Highest point
- Elevation: 2,170 ft (660 m)
- Prominence: 232 ft (71 m)
- Parent peak: N 42.48261 W 73.33537
- Coordinates: 42°28′57″N 73°20′07″W﻿ / ﻿42.48261°N 73.33537°W

Geography
- Location: Berkshire County, Massachusetts
- Parent range: Taconic Mountains

Geology
- Rock age: Ordovician
- Mountain type(s): Thrust fault; metamorphic rock and sedimentary rock

Climbing
- Easiest route: Taconic Skyline Trail

= Smith Mountain (Taconic Mountains) =

Mountain in Massachusetts, United States

Smith Mountain, 2170 ft, is a prominent peak in the Taconic Mountains of western Massachusetts, USA. The mountain is located in Pittsfield State Forest and is traversed by the 12.1 mi multi-use Taconic Skyline Trail. The summit is known for its extensive stand of wild azalea and is wooded with northern hardwood tree species.

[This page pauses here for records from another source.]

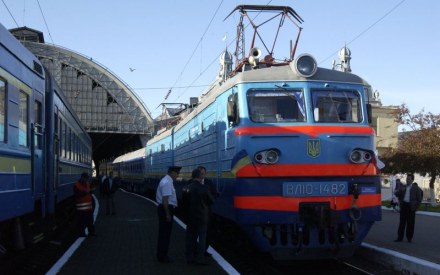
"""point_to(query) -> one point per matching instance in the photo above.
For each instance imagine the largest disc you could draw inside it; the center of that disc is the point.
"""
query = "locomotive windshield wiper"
(293, 95)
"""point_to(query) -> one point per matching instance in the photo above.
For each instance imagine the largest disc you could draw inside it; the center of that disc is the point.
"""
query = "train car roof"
(284, 73)
(140, 153)
(9, 42)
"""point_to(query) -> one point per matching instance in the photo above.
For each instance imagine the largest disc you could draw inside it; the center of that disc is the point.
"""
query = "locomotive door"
(56, 146)
(37, 130)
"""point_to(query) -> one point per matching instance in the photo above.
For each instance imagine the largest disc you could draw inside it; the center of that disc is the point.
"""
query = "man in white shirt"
(166, 197)
(410, 197)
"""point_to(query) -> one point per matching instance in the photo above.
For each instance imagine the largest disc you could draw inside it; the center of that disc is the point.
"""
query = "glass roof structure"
(102, 101)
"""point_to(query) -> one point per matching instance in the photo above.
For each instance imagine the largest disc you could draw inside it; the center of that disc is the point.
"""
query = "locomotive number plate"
(315, 189)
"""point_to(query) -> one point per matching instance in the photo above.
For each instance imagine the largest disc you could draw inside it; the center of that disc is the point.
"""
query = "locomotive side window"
(2, 110)
(38, 136)
(23, 120)
(336, 106)
(280, 105)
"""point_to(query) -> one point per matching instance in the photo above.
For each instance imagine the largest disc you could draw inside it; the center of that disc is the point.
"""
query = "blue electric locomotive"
(288, 146)
(43, 146)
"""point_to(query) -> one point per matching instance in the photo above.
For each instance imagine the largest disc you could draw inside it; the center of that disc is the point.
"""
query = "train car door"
(56, 146)
(37, 130)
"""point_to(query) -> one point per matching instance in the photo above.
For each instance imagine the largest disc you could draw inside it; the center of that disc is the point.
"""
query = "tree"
(418, 148)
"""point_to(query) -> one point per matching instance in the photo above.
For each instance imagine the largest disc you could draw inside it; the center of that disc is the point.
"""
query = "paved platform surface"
(421, 256)
(126, 244)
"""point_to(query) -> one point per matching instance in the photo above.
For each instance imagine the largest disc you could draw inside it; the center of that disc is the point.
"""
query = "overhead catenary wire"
(364, 31)
(197, 46)
(44, 19)
(6, 6)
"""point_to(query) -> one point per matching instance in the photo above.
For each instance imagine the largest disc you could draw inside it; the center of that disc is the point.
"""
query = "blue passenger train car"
(289, 148)
(43, 146)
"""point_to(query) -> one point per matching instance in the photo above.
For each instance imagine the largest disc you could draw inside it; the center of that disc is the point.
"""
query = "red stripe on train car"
(309, 130)
(278, 203)
(305, 170)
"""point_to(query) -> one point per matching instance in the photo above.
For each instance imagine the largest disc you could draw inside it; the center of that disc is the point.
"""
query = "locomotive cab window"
(276, 105)
(2, 110)
(336, 106)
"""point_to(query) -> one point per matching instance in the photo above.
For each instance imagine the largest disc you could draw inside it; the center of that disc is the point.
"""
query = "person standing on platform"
(167, 200)
(394, 198)
(83, 202)
(101, 183)
(410, 197)
(197, 225)
(213, 194)
(109, 189)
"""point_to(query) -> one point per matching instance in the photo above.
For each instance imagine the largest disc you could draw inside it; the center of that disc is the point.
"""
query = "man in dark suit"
(109, 189)
(198, 217)
(213, 191)
(410, 197)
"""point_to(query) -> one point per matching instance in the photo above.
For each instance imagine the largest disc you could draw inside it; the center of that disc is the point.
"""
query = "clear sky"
(395, 44)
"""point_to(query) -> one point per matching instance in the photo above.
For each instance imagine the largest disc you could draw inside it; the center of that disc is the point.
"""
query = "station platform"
(421, 256)
(126, 244)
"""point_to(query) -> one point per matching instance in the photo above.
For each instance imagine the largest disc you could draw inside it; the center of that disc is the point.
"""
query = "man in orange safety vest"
(84, 206)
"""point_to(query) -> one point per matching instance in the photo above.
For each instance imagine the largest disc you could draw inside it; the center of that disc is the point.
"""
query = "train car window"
(38, 117)
(68, 142)
(2, 110)
(63, 139)
(336, 106)
(23, 120)
(276, 105)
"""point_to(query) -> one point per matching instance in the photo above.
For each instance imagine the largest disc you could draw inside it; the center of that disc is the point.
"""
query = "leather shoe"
(165, 260)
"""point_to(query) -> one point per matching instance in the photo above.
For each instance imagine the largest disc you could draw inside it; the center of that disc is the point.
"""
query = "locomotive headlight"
(306, 65)
(360, 155)
(272, 157)
(356, 156)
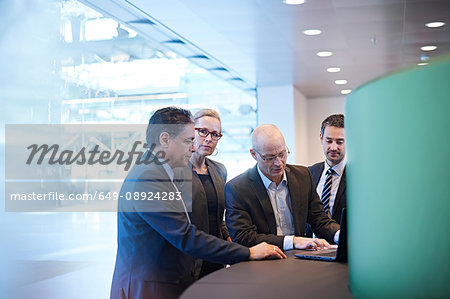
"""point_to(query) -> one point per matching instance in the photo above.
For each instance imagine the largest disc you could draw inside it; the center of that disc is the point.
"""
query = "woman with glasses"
(208, 183)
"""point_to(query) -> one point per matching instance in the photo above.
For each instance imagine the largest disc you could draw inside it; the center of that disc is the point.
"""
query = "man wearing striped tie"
(329, 176)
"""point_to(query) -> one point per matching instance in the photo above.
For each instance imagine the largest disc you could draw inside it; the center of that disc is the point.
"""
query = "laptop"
(338, 254)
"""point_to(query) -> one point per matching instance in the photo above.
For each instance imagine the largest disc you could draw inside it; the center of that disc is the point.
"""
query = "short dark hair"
(334, 120)
(170, 116)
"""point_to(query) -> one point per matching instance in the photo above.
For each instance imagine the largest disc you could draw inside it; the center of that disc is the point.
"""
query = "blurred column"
(398, 169)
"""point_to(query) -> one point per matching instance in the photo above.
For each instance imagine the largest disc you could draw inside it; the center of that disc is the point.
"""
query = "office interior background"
(254, 61)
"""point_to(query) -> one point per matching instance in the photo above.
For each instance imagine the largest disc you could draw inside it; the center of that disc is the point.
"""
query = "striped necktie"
(326, 193)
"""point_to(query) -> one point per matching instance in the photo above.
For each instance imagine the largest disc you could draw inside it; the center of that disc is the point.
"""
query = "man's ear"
(164, 139)
(252, 152)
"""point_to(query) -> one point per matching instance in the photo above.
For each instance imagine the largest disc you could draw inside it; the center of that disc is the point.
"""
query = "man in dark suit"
(273, 201)
(157, 243)
(332, 138)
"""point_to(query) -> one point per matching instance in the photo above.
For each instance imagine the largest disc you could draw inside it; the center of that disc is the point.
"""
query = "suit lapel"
(218, 186)
(296, 203)
(263, 197)
(340, 192)
(199, 204)
(318, 174)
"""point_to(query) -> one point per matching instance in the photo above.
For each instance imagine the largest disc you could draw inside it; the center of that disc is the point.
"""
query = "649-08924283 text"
(59, 196)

Most of Smith Mountain is located within Hancock with lower east slopes within Pittsfield. West Mountain, 1950 ft, a spur of Smith Mountain, is located along the mountain's south ridgeline. The Taconic ridgeline continues north from Smith Mountain as Pine Mountain and Tower Mountain, and south as Doll Mountain. It is bordered by West Hill to the west across the Wyomanock Creek valley. The west side of the mountain drains into Wyomanock Creek, then into Kinderhook Creek, thence into the Hudson River and Long Island Sound. The east side drains into Smith Brook, thence to the Housatonic River and Long Island Sound.